As visitors walk from room to room on the first floor of the SMJ House, they follow a timeline of significant events in the history of the women’s suffrage movement. Events on the timeline stretch from the 1848 Seneca Falls Convention, the first women’s rights convention in the United States, through the ratification of the 19th Amendment and beyond.
Accompanying the timeline are posters about the anti-suffrage movement, music of the era, racism within both the suffrage and anti-suffrage movements, suffragists’ treatment in prison, women of color suffragists and more.
On the museum’s higher floors, there are displays with information on the civil rights movement in the mid-20th century, the suffrage movement in popular culture and the ongoing struggle for the ratification of the Equal Rights Amendment.

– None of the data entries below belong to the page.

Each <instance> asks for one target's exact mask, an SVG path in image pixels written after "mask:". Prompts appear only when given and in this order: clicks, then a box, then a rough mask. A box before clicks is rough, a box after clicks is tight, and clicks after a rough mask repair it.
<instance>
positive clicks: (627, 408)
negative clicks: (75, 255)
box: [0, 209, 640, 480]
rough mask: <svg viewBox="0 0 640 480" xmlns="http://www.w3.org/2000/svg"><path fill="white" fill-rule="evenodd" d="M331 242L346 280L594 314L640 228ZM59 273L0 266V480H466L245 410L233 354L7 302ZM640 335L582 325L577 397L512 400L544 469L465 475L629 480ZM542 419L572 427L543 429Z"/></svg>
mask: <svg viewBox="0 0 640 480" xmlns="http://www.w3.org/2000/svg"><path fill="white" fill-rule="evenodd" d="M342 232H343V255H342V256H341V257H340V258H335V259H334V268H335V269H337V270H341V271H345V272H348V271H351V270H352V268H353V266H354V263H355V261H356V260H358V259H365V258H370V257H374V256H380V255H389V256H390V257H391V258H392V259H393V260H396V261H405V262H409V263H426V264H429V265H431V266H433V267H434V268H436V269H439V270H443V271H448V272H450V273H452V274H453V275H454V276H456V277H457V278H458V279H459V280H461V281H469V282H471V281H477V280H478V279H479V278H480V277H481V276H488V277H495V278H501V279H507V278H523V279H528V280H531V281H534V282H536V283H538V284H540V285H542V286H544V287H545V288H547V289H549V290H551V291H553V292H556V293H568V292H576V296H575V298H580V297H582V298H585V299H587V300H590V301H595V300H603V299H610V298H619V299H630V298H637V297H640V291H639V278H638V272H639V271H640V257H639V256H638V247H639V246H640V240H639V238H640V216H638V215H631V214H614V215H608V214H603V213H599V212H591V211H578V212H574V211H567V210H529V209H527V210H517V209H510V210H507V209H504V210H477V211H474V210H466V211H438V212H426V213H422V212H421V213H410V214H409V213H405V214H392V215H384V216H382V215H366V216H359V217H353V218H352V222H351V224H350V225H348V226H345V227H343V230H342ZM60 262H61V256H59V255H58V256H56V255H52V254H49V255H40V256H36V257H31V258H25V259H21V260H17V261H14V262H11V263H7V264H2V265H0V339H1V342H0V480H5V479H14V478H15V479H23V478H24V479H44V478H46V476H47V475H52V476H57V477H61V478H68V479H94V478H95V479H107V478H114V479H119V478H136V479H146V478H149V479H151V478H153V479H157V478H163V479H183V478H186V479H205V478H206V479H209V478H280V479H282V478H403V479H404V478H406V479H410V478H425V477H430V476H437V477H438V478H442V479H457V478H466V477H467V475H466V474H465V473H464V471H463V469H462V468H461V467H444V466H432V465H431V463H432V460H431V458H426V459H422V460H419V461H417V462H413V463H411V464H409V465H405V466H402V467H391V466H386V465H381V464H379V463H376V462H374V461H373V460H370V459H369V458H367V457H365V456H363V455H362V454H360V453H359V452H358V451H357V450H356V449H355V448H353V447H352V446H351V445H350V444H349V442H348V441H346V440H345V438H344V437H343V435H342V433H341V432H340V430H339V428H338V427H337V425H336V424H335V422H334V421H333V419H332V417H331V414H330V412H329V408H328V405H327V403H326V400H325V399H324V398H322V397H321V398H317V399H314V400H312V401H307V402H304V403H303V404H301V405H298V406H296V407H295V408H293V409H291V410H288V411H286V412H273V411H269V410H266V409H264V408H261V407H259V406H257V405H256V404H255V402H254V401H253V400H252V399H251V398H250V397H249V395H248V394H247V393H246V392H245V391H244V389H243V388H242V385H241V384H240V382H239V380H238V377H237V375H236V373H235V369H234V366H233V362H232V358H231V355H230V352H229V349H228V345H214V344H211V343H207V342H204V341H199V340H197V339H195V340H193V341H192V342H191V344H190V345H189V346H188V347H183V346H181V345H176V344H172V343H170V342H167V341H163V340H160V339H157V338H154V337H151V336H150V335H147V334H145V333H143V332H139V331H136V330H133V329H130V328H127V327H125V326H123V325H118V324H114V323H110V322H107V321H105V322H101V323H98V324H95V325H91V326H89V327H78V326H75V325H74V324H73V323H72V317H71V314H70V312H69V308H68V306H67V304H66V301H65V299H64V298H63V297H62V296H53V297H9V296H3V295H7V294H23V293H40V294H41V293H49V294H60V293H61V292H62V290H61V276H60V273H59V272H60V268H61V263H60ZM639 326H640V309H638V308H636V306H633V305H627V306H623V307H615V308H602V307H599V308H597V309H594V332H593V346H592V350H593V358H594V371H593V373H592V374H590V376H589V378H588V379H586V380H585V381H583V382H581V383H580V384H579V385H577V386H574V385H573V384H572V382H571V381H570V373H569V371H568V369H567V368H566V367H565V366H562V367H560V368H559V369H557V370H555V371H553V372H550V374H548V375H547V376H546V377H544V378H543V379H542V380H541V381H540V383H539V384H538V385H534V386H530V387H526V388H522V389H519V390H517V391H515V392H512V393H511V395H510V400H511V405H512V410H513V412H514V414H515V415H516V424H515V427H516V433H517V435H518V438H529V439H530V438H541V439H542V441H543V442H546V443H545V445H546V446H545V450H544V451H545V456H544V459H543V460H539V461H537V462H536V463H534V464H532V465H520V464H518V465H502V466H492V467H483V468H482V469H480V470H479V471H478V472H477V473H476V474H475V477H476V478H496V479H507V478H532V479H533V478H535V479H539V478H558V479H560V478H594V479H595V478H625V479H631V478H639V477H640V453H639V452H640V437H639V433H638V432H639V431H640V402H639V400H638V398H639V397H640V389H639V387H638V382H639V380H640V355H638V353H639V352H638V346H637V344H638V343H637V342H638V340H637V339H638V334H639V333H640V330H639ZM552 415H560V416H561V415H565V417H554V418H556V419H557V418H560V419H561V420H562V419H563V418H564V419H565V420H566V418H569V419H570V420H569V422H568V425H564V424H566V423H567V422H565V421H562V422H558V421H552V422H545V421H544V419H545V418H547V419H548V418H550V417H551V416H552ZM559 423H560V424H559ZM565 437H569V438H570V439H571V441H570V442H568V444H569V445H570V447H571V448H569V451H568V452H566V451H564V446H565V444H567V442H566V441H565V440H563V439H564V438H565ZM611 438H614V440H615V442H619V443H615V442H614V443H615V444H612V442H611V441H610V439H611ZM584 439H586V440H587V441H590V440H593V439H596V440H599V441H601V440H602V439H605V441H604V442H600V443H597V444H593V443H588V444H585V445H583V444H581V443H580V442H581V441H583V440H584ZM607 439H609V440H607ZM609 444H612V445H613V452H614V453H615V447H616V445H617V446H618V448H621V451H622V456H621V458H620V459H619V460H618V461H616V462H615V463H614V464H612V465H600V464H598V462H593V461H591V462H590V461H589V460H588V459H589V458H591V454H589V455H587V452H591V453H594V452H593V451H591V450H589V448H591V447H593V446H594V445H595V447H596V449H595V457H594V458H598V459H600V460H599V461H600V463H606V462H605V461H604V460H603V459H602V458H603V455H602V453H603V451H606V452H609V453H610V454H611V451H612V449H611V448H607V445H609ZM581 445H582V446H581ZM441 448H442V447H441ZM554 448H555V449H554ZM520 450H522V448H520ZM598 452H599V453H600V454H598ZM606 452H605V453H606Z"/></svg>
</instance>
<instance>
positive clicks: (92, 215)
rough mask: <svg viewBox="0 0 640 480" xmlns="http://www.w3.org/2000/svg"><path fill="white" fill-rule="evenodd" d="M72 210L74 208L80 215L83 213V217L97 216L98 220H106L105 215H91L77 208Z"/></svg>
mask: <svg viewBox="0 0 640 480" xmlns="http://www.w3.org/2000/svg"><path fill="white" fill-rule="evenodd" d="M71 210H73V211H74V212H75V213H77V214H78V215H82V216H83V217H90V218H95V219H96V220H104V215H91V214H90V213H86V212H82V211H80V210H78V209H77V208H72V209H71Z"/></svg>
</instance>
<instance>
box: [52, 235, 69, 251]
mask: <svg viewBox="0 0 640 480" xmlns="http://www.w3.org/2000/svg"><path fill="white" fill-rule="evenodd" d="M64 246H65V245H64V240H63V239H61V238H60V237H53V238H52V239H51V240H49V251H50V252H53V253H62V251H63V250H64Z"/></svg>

SMJ House Executive Director Leah Murray designed the exhibition and said she wanted it to be as comprehensive as possible because “our education system is severely lacking in this area.”
Murray said when she began her research, she knew very little about the suffrage movement and wanted to include as much that she had learned as she could. She credits that lack of knowledge as a motivator to include lesser known or acknowledged aspects of the movement like the racism of some suffragists or the Men’s League for Women’s Suffrage.
The exhibition at the SMJ House is only one portion of a year-long celebration of women’s equality, according to a press release by the SMJ House. Other aspects of the year’s celebration will include events both in the SMJ House and throughout the community.
Events will include a traveling book club, an art installation and movie showings. In an interview, Murray mentioned the importance of holding events in public to continue conversations about equality. “I didn’t want this to be just another exhibit,” she said.